From "Managing Risk"
The purchase agreement will include representations and warranties to the acquiring company by the selling shareholders regarding their shares and the condition of the target company itself (the “reps and warranties” for short). Many of the reps and warranties are considered to be standard in almost all purchase agreements, while others depend on the industry and the actual facts and circumstances of the target company. The reps and warranties are heavily negotiated because they are the primary means of allocating risk between the acquirer and the target’s selling shareholders. The reps and warranties require the target company and its shareholders to make certain factual representations about the target.
The reps and warranties are qualified by the disclosure schedules, which set forth any exceptions to the reps and warranties. The reps and warranties and the disclosure schedules work hand in hand to create a record of the selling shareholders’ statements of facts about the target company, which if untrue create liability after closing for the target shareholders under the indemnification provisions described below. For example, a common representation is “except as set forth on the Disclosure Schedules, the target company is not a party to any Litigation nor, to the target’s knowledge, are there any facts or circumstances that could reasonably be expected to result in Litigation.” If there are any facts that would make this representation untrue, those facts should be listed on the disclosure schedule so that the acquiring company is made aware of them.

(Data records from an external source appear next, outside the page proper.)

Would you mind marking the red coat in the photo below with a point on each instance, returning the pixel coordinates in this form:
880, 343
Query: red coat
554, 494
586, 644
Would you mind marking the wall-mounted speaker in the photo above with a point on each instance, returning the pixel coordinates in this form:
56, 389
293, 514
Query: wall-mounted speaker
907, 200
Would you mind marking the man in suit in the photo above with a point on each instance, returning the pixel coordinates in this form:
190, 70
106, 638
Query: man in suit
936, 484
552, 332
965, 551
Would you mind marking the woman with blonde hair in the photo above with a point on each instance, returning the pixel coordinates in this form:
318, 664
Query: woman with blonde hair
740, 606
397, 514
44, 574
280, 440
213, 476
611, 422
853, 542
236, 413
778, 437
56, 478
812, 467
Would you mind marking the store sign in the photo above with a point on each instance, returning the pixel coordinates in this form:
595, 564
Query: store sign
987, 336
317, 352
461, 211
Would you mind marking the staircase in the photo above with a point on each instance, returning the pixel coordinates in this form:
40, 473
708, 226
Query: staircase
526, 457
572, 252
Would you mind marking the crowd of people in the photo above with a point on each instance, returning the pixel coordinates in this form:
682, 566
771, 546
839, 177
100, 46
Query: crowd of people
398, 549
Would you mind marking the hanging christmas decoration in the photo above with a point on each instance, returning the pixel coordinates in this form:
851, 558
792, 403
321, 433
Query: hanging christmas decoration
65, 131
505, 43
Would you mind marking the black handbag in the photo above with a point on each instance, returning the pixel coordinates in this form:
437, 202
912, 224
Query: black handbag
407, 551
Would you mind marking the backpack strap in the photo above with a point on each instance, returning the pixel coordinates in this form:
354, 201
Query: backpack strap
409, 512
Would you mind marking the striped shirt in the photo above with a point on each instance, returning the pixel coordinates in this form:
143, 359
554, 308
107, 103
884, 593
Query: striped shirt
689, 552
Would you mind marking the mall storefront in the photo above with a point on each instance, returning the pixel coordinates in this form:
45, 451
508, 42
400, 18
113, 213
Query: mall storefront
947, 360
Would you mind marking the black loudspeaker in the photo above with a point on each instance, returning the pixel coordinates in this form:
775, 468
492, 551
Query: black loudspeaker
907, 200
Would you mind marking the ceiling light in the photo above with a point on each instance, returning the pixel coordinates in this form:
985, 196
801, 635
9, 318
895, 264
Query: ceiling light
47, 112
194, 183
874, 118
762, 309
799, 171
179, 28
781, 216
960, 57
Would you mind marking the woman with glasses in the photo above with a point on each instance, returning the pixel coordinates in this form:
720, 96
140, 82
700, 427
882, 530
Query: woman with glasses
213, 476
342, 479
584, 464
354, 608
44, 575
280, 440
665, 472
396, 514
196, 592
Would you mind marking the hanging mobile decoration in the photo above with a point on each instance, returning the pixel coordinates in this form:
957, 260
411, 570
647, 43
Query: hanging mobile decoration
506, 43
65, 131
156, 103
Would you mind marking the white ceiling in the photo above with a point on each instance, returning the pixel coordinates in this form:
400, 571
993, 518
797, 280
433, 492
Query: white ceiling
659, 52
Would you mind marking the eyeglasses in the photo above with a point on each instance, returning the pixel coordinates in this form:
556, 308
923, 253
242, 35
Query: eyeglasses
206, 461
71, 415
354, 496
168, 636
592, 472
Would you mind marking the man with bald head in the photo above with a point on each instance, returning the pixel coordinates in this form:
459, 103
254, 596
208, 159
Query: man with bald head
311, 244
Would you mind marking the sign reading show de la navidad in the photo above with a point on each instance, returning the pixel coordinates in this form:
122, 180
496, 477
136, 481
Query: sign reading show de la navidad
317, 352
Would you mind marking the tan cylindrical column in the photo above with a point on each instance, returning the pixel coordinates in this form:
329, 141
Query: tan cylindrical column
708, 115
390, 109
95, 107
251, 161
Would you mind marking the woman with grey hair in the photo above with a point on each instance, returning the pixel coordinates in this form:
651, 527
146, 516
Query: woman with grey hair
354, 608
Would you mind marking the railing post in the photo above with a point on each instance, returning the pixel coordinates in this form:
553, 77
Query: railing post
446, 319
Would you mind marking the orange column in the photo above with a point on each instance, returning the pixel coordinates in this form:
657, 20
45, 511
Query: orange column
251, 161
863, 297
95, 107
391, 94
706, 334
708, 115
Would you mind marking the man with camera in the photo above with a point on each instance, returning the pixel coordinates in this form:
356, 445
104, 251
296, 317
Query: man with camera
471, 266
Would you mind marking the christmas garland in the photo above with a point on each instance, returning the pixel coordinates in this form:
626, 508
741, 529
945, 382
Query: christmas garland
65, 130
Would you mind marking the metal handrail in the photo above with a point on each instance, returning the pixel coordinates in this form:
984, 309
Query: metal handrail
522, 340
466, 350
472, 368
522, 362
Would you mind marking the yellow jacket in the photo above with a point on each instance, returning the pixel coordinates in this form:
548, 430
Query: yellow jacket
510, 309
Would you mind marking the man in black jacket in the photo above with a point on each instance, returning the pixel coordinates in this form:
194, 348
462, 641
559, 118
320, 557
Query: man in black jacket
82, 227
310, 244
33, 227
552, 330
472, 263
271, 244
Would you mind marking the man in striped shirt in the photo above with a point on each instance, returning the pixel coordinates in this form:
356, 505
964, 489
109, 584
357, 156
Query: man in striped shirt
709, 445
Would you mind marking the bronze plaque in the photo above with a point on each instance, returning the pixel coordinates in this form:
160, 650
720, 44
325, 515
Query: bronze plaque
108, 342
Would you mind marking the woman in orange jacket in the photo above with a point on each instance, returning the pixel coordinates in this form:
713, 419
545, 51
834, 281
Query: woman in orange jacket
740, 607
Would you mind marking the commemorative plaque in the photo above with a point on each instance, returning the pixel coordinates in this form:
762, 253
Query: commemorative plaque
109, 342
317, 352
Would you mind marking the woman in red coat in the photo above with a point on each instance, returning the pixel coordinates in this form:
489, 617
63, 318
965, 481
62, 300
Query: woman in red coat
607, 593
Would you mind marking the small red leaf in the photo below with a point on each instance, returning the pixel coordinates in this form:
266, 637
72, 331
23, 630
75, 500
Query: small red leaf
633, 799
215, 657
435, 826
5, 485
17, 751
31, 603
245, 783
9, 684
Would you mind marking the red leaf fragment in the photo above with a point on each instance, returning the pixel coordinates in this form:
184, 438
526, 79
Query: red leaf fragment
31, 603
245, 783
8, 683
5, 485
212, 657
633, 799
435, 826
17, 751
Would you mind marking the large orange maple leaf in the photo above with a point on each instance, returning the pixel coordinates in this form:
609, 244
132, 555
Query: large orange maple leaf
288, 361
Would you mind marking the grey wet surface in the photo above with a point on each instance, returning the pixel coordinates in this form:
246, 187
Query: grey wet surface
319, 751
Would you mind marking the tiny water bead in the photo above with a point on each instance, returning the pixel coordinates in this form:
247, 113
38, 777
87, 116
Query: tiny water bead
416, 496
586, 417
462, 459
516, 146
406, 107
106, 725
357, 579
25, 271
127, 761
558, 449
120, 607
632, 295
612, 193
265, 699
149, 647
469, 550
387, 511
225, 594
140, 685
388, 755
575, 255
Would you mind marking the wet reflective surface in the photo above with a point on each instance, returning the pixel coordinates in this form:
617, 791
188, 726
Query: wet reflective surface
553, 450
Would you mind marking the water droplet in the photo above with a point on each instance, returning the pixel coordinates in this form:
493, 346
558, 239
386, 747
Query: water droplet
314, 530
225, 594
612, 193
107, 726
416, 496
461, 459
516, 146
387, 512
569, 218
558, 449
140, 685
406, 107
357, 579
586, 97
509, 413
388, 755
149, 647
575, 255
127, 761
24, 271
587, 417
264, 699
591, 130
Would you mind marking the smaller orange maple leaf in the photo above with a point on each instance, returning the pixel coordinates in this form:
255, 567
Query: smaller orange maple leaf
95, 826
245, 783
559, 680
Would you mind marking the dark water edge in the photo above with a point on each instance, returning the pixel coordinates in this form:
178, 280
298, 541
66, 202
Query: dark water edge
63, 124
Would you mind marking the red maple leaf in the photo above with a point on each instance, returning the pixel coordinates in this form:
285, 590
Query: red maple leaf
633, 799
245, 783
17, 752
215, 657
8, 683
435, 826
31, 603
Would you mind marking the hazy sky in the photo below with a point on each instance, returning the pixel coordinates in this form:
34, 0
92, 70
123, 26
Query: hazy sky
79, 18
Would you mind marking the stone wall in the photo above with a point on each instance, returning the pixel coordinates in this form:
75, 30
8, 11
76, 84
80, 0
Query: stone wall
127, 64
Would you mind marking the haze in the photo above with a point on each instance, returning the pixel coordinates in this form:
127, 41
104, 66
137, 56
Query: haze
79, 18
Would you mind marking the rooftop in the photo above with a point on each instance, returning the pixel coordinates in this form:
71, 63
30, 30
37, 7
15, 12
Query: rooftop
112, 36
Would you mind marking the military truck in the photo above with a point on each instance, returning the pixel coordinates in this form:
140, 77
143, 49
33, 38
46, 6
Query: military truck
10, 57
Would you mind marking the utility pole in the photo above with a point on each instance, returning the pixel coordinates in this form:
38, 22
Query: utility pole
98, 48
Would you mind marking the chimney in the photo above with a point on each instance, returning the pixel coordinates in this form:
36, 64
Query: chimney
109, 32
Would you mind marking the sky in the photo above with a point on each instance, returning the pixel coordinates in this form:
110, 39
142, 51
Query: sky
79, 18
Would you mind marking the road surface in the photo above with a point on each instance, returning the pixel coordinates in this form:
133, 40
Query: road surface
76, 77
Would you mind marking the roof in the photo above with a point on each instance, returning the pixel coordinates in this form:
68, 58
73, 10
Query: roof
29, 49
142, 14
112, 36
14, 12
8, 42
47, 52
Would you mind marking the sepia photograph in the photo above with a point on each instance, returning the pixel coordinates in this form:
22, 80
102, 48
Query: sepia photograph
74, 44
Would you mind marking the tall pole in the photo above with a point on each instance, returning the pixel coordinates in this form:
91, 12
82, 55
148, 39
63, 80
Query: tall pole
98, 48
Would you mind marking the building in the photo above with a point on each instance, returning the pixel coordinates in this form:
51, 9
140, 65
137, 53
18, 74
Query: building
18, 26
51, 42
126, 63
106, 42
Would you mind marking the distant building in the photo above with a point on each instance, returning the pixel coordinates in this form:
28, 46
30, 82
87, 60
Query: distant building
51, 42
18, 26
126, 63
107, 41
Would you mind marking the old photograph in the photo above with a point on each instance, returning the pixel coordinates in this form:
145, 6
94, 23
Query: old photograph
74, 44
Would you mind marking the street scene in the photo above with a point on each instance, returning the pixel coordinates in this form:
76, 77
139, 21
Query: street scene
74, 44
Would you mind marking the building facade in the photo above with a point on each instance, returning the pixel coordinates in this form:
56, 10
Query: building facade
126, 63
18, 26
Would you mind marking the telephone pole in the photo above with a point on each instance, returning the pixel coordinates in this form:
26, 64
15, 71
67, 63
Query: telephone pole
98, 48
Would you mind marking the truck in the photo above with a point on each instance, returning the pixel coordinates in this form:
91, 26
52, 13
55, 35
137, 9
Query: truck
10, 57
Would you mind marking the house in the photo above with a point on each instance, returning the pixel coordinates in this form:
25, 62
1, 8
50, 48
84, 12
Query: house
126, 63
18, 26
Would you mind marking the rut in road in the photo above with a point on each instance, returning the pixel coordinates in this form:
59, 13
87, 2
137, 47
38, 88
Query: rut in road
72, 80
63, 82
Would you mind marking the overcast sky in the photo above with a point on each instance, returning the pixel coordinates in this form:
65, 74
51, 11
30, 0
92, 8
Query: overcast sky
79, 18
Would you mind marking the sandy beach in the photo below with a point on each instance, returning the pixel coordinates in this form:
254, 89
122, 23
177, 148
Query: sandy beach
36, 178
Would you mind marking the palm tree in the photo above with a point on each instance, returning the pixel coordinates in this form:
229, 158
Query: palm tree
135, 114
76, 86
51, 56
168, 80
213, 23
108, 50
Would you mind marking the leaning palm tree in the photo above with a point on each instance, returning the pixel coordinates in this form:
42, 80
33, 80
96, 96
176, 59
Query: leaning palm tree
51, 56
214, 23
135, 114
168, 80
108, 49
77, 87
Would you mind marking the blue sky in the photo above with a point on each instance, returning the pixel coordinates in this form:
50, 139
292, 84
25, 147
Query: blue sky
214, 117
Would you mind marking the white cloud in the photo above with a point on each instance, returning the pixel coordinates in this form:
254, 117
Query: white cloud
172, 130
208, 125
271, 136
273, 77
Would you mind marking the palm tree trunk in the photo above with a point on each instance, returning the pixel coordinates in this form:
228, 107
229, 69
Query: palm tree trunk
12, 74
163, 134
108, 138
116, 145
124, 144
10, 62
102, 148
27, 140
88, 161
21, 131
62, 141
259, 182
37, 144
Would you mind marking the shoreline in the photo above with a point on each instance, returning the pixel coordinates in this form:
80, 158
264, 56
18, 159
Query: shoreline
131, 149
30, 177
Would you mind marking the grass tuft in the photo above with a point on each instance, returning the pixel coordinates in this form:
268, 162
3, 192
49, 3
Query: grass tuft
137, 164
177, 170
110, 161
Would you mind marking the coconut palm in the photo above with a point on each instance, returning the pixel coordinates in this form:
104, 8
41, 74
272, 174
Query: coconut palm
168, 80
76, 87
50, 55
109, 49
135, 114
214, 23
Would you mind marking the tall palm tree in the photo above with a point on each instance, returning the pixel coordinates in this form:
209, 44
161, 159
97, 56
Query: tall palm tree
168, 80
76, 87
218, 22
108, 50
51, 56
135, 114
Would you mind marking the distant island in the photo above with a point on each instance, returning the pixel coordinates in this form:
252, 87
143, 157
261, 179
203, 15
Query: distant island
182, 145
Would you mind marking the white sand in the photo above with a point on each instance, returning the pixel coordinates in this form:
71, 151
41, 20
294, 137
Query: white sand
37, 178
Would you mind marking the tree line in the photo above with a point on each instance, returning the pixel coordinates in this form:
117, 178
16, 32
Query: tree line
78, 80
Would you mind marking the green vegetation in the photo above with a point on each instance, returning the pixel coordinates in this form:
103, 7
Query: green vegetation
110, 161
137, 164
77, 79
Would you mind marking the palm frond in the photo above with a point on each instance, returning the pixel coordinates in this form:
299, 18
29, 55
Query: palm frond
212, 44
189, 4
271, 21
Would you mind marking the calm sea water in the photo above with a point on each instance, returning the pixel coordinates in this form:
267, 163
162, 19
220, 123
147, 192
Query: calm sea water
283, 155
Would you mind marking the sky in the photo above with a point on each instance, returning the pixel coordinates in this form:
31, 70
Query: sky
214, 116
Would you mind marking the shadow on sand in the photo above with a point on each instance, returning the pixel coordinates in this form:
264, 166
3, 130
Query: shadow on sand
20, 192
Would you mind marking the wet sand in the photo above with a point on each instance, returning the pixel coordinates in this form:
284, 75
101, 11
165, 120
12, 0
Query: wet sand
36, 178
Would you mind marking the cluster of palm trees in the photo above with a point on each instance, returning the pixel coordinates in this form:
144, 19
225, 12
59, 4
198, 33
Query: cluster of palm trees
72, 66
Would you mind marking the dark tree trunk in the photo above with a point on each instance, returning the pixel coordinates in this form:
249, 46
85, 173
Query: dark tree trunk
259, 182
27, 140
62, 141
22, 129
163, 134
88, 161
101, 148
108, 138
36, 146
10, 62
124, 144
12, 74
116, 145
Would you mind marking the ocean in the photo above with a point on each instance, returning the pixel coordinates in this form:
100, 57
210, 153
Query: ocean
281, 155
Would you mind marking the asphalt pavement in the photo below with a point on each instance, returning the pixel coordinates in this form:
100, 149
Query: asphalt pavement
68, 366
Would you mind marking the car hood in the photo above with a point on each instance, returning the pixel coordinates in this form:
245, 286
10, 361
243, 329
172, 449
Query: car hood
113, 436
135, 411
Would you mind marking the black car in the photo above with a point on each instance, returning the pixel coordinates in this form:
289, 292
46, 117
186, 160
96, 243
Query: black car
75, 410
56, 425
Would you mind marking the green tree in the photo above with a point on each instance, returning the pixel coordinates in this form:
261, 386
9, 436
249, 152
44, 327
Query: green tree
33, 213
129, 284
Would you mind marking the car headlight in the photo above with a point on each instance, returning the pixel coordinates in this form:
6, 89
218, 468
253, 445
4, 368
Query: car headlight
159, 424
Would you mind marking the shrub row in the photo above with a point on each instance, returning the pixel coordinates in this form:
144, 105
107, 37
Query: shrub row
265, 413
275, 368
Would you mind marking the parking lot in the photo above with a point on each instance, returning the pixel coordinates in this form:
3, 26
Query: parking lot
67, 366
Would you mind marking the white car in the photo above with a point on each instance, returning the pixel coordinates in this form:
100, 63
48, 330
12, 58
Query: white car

From "Issues for ESOP Companies Acquiring Other ESOP Companies"
If the goal is consolidation, integration needs to move quickly. Generally, if there are going to be cost savings, if they do not show up in the first 12 to 18 months, these kinds of mergers are not likely to succeed. That means that there should be highly directive, top-down leadership. It is not a merger of equals. Ideally, a team is assigned to identify where the cost savings will come from. Of course, these strategies come at a cost—there is likely to be a significant decline in morale and possibly an increase in voluntary turnover in the target (or in a merger, the areas where the cost-cutting occurs), including key people. That can mean that any cost savings generated may be quickly overwhelmed by losses in long-term performance. This is part of why acquisitions have such a low rate of success. In the NCEO’s view, ESOP companies will generally not benefit from making these kinds of acquisitions because they will create two very different and possibly antagonistic cultures. Our experience is that ESOP acquisitions or mergers are much more common in situations where there are perceived complementarities in products, technology, or marketing, such as when one company can help expand a market, add a needed technological capacity, or diversify product lines. Most ESOP acquisitions are of the first sort. Based on a tabulation of ESOP acquisitions reported in the press over the last several years, it appears about 80% were of companies where the acquirer purchased a company doing the same thing but in a different market with a goal of expanding its operations.